La Tribune.fr - 6.02.2012
par Romaric Godin
La chancelière soutient le président dans sa campagne. Elle a pour cela d'excellentes raisons.
Le soutien sans faille d’Angela Merkel à Nicolas Sarkozy ne se dément pas. Alors que, selon le Handelsblatt de ce lundi, la chancelière n’a toujours pas donné suite à la demande d’audience de François Hollande, elle va encore afficher son unité avec le président français dans une interview commune diffusée sur France 2 et la ZDF. Mais comment expliquer un tel engagement de la chancelière dans la bataille politique intérieure de la France ? Tentative de réponses…
1. Cacher cette puissance que je ne saurais voir.
Avec la crise de la dette, l’Allemagne, seul grand pays vraiment solvable en Europe, a acquis une puissance économique et politique immense. Berlin a désormais une vraie capacité à imposer ses choix à ses partenaires de l’Union européenne. Mais, outre-Rhin, on sait que la puissance allemande est toujours suspecte. La chancelière doit donc à tout prix afficher une alliance infaillible avec la France afin que ses projets apparaissent comme le fruit d’un compromis et d’une décision collective. Et ceci est d’autant plus vrai que la situation économique et budgétaire de la France est difficile, c’est-à-dire plus proche des pays du « sud » que de ceux du « nord » de l’Europe. Ainsi peut-elle imposer ses vues sous le couvert de l’intérêt général. Elle a donc besoin d’une France prête à jouer ce rôle.

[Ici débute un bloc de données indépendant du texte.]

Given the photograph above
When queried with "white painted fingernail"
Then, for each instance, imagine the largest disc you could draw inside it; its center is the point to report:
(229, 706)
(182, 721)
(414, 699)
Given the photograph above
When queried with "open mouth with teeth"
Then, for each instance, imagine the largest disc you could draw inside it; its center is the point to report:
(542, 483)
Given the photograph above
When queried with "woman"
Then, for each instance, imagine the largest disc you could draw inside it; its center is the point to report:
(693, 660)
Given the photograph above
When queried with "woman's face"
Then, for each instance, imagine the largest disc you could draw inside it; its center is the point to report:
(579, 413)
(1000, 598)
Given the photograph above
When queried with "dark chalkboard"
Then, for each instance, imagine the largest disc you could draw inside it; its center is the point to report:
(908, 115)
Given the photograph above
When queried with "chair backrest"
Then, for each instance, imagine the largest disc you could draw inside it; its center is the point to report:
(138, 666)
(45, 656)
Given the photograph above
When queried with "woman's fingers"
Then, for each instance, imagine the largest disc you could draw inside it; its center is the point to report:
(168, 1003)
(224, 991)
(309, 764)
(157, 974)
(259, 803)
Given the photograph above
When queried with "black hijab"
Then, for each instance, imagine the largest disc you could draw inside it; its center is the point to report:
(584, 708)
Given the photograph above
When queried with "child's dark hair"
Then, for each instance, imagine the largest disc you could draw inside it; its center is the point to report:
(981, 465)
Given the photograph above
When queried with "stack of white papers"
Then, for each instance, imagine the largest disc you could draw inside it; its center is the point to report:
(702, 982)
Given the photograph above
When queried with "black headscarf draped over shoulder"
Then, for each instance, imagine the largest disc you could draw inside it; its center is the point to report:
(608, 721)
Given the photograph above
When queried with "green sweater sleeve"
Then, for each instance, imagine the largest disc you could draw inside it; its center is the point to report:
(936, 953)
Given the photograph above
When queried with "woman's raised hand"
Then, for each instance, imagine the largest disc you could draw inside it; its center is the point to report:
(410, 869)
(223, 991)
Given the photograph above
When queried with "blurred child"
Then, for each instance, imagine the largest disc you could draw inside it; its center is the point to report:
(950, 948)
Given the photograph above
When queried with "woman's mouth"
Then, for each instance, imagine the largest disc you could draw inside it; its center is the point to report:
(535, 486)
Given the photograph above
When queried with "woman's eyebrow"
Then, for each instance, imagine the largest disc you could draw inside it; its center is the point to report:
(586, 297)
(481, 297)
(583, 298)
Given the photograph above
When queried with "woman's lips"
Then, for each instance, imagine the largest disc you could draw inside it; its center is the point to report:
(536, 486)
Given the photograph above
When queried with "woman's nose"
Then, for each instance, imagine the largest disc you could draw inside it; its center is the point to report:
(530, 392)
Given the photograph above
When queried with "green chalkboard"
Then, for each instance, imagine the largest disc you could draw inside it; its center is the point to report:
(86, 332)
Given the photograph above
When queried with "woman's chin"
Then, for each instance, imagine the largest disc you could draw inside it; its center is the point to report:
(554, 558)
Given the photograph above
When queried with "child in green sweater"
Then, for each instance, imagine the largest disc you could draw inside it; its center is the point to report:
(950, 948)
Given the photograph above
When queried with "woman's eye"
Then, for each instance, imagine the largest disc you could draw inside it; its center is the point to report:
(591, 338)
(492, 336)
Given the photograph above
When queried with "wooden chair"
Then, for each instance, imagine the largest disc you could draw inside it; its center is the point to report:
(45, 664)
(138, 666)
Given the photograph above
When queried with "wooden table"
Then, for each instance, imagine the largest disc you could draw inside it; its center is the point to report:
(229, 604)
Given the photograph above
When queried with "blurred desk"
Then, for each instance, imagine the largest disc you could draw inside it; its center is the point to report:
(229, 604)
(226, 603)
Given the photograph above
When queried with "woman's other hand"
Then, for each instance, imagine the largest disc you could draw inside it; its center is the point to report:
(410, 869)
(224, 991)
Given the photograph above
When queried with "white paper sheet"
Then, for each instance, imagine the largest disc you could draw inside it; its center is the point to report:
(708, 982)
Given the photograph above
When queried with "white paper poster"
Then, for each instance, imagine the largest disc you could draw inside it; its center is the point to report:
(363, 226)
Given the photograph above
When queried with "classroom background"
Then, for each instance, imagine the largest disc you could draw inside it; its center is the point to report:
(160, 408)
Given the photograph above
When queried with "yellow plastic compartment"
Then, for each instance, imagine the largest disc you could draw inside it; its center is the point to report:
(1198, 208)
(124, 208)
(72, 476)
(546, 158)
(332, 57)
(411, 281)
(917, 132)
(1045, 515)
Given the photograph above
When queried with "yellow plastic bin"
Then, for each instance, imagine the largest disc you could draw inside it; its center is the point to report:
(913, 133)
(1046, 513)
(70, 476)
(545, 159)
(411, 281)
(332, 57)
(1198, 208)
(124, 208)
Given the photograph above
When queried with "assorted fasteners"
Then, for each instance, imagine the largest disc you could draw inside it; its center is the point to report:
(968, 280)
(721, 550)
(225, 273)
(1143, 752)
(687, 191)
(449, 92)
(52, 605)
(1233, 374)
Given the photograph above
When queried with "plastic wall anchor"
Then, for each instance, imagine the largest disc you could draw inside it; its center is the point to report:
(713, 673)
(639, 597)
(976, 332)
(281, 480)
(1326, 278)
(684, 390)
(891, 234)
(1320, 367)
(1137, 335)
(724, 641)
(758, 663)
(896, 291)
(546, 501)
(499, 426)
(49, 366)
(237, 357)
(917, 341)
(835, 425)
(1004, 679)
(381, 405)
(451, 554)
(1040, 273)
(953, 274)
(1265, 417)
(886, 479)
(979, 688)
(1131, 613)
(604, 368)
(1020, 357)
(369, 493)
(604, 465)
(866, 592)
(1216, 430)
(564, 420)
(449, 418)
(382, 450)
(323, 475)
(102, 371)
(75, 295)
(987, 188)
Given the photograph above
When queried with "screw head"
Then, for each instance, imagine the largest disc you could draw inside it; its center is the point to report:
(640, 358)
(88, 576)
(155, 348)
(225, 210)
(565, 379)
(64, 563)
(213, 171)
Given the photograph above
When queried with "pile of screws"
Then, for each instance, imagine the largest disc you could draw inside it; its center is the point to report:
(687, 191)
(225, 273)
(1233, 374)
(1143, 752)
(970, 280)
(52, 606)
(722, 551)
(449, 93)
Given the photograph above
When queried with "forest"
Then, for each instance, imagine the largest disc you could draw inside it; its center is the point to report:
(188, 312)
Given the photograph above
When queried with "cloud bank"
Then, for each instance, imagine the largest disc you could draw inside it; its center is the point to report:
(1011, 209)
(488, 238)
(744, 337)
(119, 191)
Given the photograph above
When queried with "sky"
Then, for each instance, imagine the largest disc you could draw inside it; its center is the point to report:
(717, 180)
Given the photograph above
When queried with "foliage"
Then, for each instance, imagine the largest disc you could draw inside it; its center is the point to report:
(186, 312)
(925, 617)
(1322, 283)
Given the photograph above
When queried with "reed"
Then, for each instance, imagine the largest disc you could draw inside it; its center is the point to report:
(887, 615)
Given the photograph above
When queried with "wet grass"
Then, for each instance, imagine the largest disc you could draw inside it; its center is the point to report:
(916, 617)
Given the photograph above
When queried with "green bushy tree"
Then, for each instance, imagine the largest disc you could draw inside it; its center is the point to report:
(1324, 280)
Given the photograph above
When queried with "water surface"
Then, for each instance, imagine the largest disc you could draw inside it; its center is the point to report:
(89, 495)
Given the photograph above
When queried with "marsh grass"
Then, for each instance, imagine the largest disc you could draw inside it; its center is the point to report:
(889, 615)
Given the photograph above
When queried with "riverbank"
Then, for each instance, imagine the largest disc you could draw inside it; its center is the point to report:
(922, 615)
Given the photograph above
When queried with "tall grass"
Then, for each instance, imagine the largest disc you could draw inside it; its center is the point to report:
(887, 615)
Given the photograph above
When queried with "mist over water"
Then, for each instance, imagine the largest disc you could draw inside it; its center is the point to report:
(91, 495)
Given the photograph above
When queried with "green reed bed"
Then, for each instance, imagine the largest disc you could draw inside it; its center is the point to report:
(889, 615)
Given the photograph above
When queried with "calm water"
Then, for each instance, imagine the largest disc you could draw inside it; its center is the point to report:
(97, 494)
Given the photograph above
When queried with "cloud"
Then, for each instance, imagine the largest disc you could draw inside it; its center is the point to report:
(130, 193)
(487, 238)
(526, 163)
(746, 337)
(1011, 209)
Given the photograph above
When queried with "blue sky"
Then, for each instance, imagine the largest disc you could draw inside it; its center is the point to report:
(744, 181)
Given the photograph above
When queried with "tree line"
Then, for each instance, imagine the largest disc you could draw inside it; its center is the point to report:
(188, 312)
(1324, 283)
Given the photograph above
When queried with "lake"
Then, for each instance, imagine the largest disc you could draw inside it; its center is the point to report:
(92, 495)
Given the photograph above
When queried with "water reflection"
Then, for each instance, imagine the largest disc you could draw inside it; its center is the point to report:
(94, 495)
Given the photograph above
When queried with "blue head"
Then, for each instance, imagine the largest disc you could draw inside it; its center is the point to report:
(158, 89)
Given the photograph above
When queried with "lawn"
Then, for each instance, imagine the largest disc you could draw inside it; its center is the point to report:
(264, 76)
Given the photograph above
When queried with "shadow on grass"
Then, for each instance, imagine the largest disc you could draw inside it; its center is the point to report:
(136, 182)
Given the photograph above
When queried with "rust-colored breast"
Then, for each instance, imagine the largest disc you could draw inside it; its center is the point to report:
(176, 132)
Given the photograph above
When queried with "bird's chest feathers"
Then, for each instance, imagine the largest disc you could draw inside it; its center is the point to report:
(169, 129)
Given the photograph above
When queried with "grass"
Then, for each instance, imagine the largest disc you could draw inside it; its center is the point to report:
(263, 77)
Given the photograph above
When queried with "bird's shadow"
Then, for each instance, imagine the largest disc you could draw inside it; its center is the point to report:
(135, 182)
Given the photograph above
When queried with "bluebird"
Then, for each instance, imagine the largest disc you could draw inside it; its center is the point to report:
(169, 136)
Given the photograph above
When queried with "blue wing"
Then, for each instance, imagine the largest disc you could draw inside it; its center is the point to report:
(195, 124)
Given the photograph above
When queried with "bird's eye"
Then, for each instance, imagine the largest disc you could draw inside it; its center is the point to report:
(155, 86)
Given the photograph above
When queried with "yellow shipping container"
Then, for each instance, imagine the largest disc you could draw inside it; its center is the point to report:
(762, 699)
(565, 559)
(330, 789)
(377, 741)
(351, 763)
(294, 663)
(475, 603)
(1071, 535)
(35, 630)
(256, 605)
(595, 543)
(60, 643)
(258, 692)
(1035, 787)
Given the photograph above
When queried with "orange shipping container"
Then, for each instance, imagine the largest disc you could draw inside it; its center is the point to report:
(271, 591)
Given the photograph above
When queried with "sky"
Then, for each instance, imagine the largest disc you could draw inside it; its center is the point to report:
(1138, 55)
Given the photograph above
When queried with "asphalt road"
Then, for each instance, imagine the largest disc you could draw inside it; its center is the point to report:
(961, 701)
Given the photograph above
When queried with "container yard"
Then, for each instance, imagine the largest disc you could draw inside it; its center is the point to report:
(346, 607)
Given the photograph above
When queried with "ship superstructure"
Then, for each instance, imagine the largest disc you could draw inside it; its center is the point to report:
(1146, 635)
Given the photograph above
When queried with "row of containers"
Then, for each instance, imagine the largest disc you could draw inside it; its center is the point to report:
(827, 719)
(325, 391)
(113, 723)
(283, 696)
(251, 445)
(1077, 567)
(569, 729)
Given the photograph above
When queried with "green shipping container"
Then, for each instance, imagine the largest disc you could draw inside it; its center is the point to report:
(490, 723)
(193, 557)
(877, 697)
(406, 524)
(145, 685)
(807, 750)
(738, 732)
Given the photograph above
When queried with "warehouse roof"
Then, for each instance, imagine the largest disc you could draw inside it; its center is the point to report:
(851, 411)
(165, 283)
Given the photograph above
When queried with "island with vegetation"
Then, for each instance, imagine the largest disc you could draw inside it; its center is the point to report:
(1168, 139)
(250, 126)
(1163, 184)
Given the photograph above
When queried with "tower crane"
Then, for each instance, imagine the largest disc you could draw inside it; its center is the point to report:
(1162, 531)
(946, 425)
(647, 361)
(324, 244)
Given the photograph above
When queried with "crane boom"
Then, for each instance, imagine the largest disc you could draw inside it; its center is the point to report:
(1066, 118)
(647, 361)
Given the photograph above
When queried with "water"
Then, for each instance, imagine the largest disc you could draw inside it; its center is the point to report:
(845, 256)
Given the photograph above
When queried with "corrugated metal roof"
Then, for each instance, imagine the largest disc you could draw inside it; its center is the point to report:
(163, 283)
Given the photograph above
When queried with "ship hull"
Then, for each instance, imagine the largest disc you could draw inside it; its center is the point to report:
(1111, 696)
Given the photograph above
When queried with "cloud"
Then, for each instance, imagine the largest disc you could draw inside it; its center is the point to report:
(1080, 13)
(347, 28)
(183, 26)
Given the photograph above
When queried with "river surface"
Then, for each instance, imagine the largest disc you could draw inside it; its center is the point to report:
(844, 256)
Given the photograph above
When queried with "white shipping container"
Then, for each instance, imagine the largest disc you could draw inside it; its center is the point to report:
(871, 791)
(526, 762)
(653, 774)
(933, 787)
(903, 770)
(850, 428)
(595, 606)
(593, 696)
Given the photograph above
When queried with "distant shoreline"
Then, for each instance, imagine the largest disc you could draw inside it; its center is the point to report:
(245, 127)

Or, c’est ce à quoi s’évertue depuis quelques semaines Nicolas Sarkozy. Lors des derniers sommets européens, il a rapidement oublié ses exigences concernant le rôle de la BCE ou les obligations européennes pour accepter une vision très « rigoriste » de la réforme des traités. En faisant de l’Allemagne son modèle, et en plaçant ce modèle au cœur de sa campagne, il accepte implicitement les positions de Berlin au niveau européen. Et il assure ainsi la puissance de la République fédérale en ménageant les formes.
2. La peur de l’inconnu
On aurait bien du mal à nous faire accroire qu’Angela Merkel et Nicolas Sarkozy s’aimassent sincèrement. Leurs caractères et leurs personnalités divergent bien trop. Le souvenir des premières heures du quinquennat, où le président agaçait franchement Berlin, devrait achever de nous en convaincre. Seulement, la crise de la dette européenne a contraint les deux dirigeants à s’entendre. Et Angela Merkel est parvenue, non sans mal, à amadouer le bouillant président français.
Changer de cheval en pleine crise serait synonyme, pour la chancelière, de perte de temps. D’autant que non seulement François Hollande inquiète, avec sa promesse – peu réaliste il est vrai – de renégocier le nouveau traité, mais que Nicolas Sarkozy s’affiche avec un programme « allemand ». Au point que Gerhard Schröder lui-même l’a pris sous son aile. Autrement dit, l’Allemagne va être au centre des débats de la campagne présidentielles françaises.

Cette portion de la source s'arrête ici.